You are viewing a plain text version of this content. The canonical link for it is here.
Posted to user@flink.apache.org by Avi Levi <av...@bluevoyant.com> on 2018/12/03 10:45:40 UTC

Looking for example for bucketingSink / StreamingFileSink

Hi Guys,
very new to flink so my apology for the newbie questions :)
but I desperately looking for a good example for streaming to file
using bucketingSink / StreamingFileSink . Unfortunately the examples in the
documentation are not event compiling (at least not the ones in scala
https://issues.apache.org/jira/browse/FLINK-11053 )
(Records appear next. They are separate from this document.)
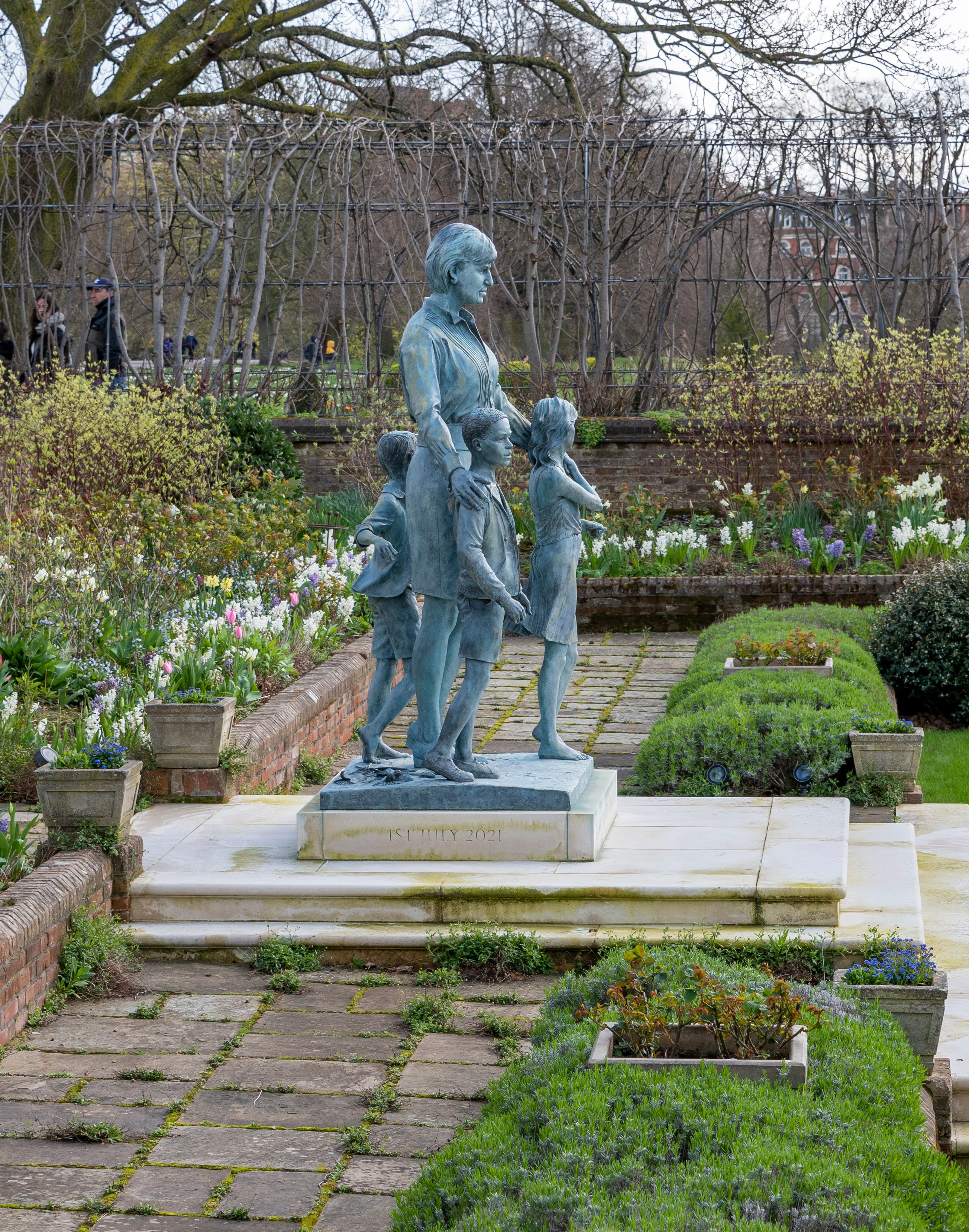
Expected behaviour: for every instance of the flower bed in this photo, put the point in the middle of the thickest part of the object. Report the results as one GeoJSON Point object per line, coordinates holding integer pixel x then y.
{"type": "Point", "coordinates": [767, 732]}
{"type": "Point", "coordinates": [561, 1146]}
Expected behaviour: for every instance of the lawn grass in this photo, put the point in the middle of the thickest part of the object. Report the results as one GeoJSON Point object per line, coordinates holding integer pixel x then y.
{"type": "Point", "coordinates": [944, 772]}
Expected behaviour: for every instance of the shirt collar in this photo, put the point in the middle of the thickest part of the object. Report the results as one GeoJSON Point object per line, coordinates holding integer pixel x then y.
{"type": "Point", "coordinates": [463, 314]}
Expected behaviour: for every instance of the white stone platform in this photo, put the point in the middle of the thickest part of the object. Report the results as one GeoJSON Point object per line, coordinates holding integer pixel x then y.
{"type": "Point", "coordinates": [226, 876]}
{"type": "Point", "coordinates": [498, 834]}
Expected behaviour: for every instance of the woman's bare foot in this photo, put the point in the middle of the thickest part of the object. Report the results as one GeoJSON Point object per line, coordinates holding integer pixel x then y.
{"type": "Point", "coordinates": [478, 768]}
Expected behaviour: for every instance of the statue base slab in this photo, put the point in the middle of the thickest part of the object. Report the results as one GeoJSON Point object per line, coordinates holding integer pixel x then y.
{"type": "Point", "coordinates": [489, 832]}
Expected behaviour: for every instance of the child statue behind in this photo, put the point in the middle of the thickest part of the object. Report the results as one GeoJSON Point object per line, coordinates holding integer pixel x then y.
{"type": "Point", "coordinates": [556, 491]}
{"type": "Point", "coordinates": [386, 582]}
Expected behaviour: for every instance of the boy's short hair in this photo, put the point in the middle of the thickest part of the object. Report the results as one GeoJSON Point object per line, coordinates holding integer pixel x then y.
{"type": "Point", "coordinates": [395, 451]}
{"type": "Point", "coordinates": [479, 423]}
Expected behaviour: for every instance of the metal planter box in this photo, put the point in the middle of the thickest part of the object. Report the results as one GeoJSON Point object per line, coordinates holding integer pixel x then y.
{"type": "Point", "coordinates": [897, 753]}
{"type": "Point", "coordinates": [792, 1071]}
{"type": "Point", "coordinates": [71, 798]}
{"type": "Point", "coordinates": [917, 1008]}
{"type": "Point", "coordinates": [191, 736]}
{"type": "Point", "coordinates": [818, 669]}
I tried using bucketing sink with streamingFileSink (or just
streamingFileSink ) and finally tried to implement a writer but with no
luck.
BucketingSink seems to be a perfect fit because I can set the batch
interval by time interval or size which is exactly what I need.

This is my last attempt (sample project)
<https://bitbucket.org/avilevi/kafka-flink-parquet/src/master/> which
results a lot of "pending" files.
*Any help would be appreciated*

*Thanks*
*Avi*

Re: Looking for example for bucketingSink / StreamingFileSink

Posted by miki haiat <mi...@gmail.com>.
HI Avi ,
Im assuming that the cause  of the "pending" file is because the checkpoint
isn't finished successfully [1]
Can you try to change the checkpoint time to 1 min as well .


Thanks,
Miki



[1]
 https://github.com/apache/flink/blob/master/flink-connectors/flink-connector-filesystem/src/main/java/org/apache/flink/streaming/connectors/fs/bucketing/BucketingSink.java#L131
<https://github.com/apache/flink/blob/master/flink-connectors/flink-connector-filesystem/src/main/java/org/apache/flink/streaming/connectors/fs/bucketing/BucketingSink.java#L131>

On Mon, Dec 3, 2018 at 12:45 PM Avi Levi <av...@bluevoyant.com> wrote:

> Hi Guys,
> very new to flink so my apology for the newbie questions :)
> but I desperately looking for a good example for streaming to file
> using bucketingSink / StreamingFileSink . Unfortunately the examples in the
> documentation are not event compiling (at least not the ones in scala
> https://issues.apache.org/jira/browse/FLINK-11053 )
>
> I tried using bucketing sink with streamingFileSink (or just
> streamingFileSink ) and finally tried to implement a writer but with no
> luck.
> BucketingSink seems to be a perfect fit because I can set the batch
> interval by time interval or size which is exactly what I need.
>
> This is my last attempt (sample project)
> <https://bitbucket.org/avilevi/kafka-flink-parquet/src/master/> which
> results a lot of "pending" files.
> *Any help would be appreciated*
>
> *Thanks*
> *Avi*
>